Degree of bank           Load Factor                   Square root
15 degrees                        1.04                              1.02
30 degrees                        1.15                              1.07
45 degrees                        1.41                              1.19
60 degrees                        2.00                              1.41
75 degrees                        3.86                              1.96

Example:  The stalling speed of a glider in level flight is 31 miles per hour.  In a 60degree banked turn:

31mph x 1.41 = 43.71       So the glider will stall at an indicated airspeed of 43.71 mph in a 60 degree banked turn.

Centre of Gravity

Depending on where the weight inside of the aircraft is, the centre of gravity will move.  If the centre of gravity is moved as far forward as possible, the stall speed will increase.  If the centre of gravity is as far backwards as possible, the stall speed will decrease.

Weight

Adding weight to the aircraft forces the aircraft to produce more lift to maintain flight.   To do this the angle of attack must be increased, and so the airplane will stall at a higher airspeed.





Turbulence

Turbulent air can change the way that the aircraft is moving through the air, and may also temporarily change which direction the relative airflow is from.  This may cause the angle of attack to be greater than the critical angle, and the airplane to stall.

Flaps

Flaps increase the lifting effect of the wings and lower the stall speed.

Snow, Frost, Ice, Dirt

Any substance clinging to the wings will cause the airflow over the wings to be less smooth, and less lift to be produced.  This will cause the stall speed to be higher.


Spinning

If a stalled airplane has one wing that is more stalled than the other, a wing may drop.  Turbulence may also cause one wing to drop.  This will cause a spin, also called autorotation.  Spins may also be purposely entered by using rudder during a stall, in the direction that the pilot wishes the aircraft to spin.

In a spin, the airplane follows a corkscrew path towards the ground.  Speed will increase to a certain point, and then stabilise.  The aircraft is normally pitched down at a steep angle.  The load factor is 1.  A spin has three stages: the incipient stage, the developed stage, and the recovery.  In the incipient stage, the aircraft stalls and rotation begins.  In the developed stage the aircraft is moving almost straight downwards and the airspeed is stable.  In the recovery the pilot follows the steps to return to normal flight.

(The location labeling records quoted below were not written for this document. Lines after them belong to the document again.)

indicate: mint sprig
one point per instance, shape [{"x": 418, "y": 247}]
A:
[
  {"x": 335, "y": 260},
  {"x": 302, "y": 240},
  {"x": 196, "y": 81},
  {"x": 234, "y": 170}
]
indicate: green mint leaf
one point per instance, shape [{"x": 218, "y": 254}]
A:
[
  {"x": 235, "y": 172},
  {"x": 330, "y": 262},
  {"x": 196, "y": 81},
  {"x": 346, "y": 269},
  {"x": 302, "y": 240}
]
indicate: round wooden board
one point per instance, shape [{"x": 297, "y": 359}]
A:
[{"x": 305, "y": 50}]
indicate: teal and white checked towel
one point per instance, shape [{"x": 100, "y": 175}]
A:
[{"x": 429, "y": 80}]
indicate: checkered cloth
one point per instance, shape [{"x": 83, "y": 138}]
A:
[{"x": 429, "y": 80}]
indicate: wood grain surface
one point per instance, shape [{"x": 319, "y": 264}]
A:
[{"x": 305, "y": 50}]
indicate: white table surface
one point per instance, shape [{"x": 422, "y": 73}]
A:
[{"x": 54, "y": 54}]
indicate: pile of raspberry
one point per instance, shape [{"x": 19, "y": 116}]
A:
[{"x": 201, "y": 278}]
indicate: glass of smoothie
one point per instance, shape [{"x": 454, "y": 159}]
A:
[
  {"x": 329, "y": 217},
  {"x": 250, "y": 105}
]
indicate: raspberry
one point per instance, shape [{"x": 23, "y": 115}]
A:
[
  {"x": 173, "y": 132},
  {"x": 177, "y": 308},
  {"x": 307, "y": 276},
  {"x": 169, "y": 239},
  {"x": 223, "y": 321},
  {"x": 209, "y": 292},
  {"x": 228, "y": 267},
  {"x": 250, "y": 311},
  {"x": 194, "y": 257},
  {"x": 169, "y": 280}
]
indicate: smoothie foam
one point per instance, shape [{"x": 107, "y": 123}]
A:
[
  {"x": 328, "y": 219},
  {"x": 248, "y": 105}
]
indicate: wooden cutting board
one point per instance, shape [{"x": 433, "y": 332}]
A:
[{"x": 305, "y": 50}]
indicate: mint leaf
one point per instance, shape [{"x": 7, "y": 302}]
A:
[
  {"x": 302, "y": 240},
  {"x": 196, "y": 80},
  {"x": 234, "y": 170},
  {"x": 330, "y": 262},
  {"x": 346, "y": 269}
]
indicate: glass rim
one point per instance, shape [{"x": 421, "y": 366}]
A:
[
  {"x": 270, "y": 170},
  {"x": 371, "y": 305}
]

In a spin, both wings are stalled, so any use of ailerons to try and recover will only make the spin worse.  For most recoveries, power should be brought to idle (if in a powered aircraft), and ailerons held at neutral.  Rudder in the opposite direction of the spin is held until the spinning motion stops.  Then the control column is moved forward to lower the nose and unstall the aircraft, the wings levelled, and the aircraft returned to normal flight. 


Spiral Dives

A spiral dive is much different from a spin.  A spiral dive is a very steep descending turn.  Airspeed and loading increase rapidly, and the angle of back is very steep.  In a spin it is important to recognise and recover smoothly to avoid doing damage to the aircraft.  The throttle should be closed (if in a powered aircraft) and the wings levelled smoothly.  The aircraft is probably in a dive at this point, and the dive should be smoothly recovered to normal flight.